In the permanent campaign, as in the permanent war, assertions made to the public about how well the victory is going do not have to be consistent or make sense.

McClellan lays to rest the myth of the ‘liberal media.’:

‘ “If anything, the national press corps was probably too deferential to the White House and to the administration in regard to the most important decision facing the nation during my years in Washington, the choice over whether to go to war in Iraq. “The collapse of the administration’s rationales for war, which became apparent months after our invasion, should never have come as such a surprise. … In this case, the ‘liberal media’ didn’t live up to its reputation. If it had, the country would have been better served.” ‘

He clearly seems surprised that network news, owned by rightwing corporations obsequious toward the US government, did not cover the rationales for the war critically! Was he expecting GE to instruct NBC to move to the left? (Though to be fair, NBC has recently gone some way toward redeeming itself, with Matt Lauer’s recognition in 2006 that Iraq had fallen into civil war, and with MSNBC’s backing for Keith Olbermann’s courageous and honest evening magazine show. Bush’s White House is signalling to General Electic that it should rein NBC in; the rich and powerful are not used to hearing criticism from channels owned by their friends and the beneficiaries of their largesse.)

Then there is this about Plamegate:

‘ “There is only one moment during the leak episode that I am reluctant to discuss,” he writes. “It was in 2005, during a time when attention was focusing on Rove and Libby, and it sticks vividly in my mind. … Following [a meeting in Chief of Staff Andy Card’s office], … Scooter Libby was walking to the entryway as he prepared to depart when Karl turned to get his attention. ‘You have time to visit?’ Karl asked. ‘Yeah,’ replied Libby.

“I have no idea what they discussed, but it seemed suspicious for these two, whom I had never noticed spending any one-on-one time together, to go behind closed doors and visit privately. … At least one of them, Rove, it was publicly known at the time, had at best misled me by not sharing relevant information, and credible rumors were spreading that the other, Libby, had done at least as much. …

“The confidential meeting also occurred at a moment when I was being battered by the press for publicly vouching for the two by claiming they were not involved in leaking Plame’s identity, when recently revealed information was now indicating otherwise. … I don’t know what they discussed, but what would any knowledgeable person reasonably and logically conclude was the topic?

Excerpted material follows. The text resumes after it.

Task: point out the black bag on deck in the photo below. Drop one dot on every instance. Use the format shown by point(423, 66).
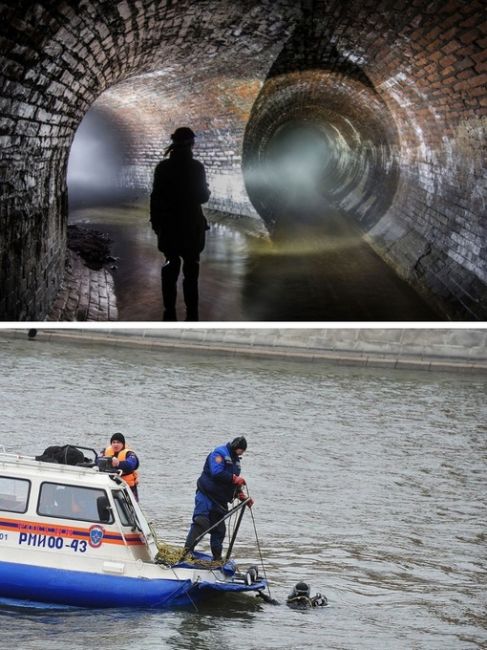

Like the whole truth of people’s involvement, we will likely never know with any degree of confidence.” ‘

The only time two people have to try hard to get their stories straight is when they have done something wrong and are planning to lie about it.

A primer on the Plame scandal is here.

Oh, and about that “permanent campaign mode” thing. That’s nothing compared to the “permanent war mode.”